L situation est plus compliquée. La résidence en question se compose de 601 pavillons reliés au départ (2000) en coaxial par France Telecom Câble. Cette société est passée de mains en mains pour atterrir finalement chez Numericable (puis SFR) qui a remplacé la plus grande partie du coaxial par de la fibre, elle-même reliée au coaxial des pavillons via 4 répartiteurs.

Le fameux plan câble Macron prévoit un câblage gratuit (pour les usagers) pour les logements non encore reliés à la fibre. Etant déjà câblés, la résidence est de facto exclue de ce plan alors que le reste de Lésigny est lui à présent câblé avec mise en concurrence de plusieurs FAI dont Orange. Pour avoir accès à la concurrence, il faudrait qu'un autre FAI passe un accord avec SFR pour passer par ses "tuyaux". Apparemment on ne se bouscule pas au portillon et on peut le comprendre car aujourd'hui moins de la moitié des résidents sont abonnés chez SFR.


----------



## inazuma12 (7 Mars 2021)

Voilà les différentes options de sécurité à ma disposition :


----------



## ericse (8 Mars 2021)

inazuma12 a dit:


> Voilà les différentes options de sécurité à ma disposition :
> 
> Voir la pièce jointe 217963


Bonjour,
Je pense que c'est TKIP qui flingue la sécurité, essaye l'avant dernier choix (WPA2-PSK AES)


----------



## edenpulse (8 Mars 2021)

Eviter le TKIP effectivement, pas assez sécurisé.
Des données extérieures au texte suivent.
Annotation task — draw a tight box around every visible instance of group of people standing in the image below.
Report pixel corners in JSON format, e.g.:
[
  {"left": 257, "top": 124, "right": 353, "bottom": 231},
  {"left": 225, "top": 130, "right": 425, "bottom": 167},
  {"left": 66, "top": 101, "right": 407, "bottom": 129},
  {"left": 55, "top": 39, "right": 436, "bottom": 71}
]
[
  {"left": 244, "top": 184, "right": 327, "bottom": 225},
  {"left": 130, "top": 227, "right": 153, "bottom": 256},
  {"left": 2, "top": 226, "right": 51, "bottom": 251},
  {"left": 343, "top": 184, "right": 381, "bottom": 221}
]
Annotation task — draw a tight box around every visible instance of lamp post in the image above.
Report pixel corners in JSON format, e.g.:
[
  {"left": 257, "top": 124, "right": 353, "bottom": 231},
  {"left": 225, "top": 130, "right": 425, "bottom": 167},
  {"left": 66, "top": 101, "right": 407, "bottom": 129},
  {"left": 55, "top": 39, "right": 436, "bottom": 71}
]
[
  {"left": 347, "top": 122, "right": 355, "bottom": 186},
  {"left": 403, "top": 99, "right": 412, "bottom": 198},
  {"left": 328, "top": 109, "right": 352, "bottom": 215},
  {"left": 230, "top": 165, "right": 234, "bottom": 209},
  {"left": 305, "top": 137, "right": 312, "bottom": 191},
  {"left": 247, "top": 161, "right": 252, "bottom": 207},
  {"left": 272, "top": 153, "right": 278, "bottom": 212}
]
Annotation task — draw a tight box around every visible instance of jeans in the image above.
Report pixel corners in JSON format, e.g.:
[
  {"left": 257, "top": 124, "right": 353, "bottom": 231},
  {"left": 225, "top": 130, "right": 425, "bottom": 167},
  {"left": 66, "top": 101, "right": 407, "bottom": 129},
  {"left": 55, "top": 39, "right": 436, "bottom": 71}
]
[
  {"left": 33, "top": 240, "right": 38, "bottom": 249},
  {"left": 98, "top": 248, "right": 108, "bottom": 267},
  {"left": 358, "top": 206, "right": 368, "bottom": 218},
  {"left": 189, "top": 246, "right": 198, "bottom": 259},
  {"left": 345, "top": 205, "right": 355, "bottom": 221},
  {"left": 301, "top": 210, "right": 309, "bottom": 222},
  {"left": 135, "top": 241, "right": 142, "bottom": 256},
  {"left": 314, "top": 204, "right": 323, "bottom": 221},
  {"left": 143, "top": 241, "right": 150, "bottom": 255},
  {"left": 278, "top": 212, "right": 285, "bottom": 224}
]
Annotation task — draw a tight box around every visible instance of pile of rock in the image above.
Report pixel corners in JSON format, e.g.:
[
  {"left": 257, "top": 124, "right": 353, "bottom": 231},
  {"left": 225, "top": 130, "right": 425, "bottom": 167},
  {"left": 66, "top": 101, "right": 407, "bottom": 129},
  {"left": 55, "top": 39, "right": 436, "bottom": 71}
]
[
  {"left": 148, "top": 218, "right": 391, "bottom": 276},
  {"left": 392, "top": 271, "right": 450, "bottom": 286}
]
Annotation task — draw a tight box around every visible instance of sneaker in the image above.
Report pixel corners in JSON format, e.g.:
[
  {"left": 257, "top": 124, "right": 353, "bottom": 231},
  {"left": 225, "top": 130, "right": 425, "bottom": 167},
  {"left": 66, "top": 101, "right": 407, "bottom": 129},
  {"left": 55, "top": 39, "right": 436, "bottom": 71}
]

Préferer l'AES.


----------



## nicomarcos (8 Mars 2021)

As-tu une imprimante connectée en Wifi ?


----------



## inazuma12 (8 Mars 2021)

Deux imprimantes Epson en Wifi.

Merci mais AES ne change rien, que ce soit avec la box SFR ou avec un routeur Linksys. De toute façon ma sécurité me semble déjà assez forte avec WPS désactivé et SSID non diffusé.


----------



## inazuma12 (7 Septembre 2021)

MacSeries a dit:


> Merde alors... Même en allant dans les réglages de la box ?
> Sinon, demande au comité qui gère la résidence (il doit bien en avoir un) de mettre la fibre Orange ou Bouygues, qui sont à mon sens deux excellents opérateurs.


J'oubliais : Orange, Bouygues ou tout autre FAI en fibre utilisent uniquement des réseaux FFTH, alors que SFR dans une majorité de cas, notamment chez moi, utilise de la fibre à terminaison coaxiale. Mon problème ne se solutionnera que lorsque SFR remplacera la terminaison coaxiale par de la fibre ou qu'on installera la fibre dans la résidence hors SFR.

Et pour tailler un peu plus un "costard" à SFR, j'ai eu à subir de puis mon adhésion en 2020 trois changements de box, un changement de câble intérieur, cinq visites de techniciens, une bonne vingtaine d'appels au service technique, des dégrèvements multiples, tout cela sans aucune amélioration de la stabilité ou de la qualité du signal, deux pannes totales de près d'une semaine, un téléphone qui marchait de temps en temps et, cerise sur le gâteau, un prolongement de mon abonnement sans que je l'ai demandé (vente forcée, spécialité de la maison). Résultat, j'ai résilié et suis passé chez Orange ADSL, avec deux Livebox pour un prix à peine supérieur à une ligne SFR, un SAV 24h/24 7J/7, efficace, aimable et surtout compétent. Une Livebox dédiée au réseau local et à Internet, une dédiée à la TV, mes forfaits GSM pour les gros téléchargements, et depuis deux mois, je revis !


----------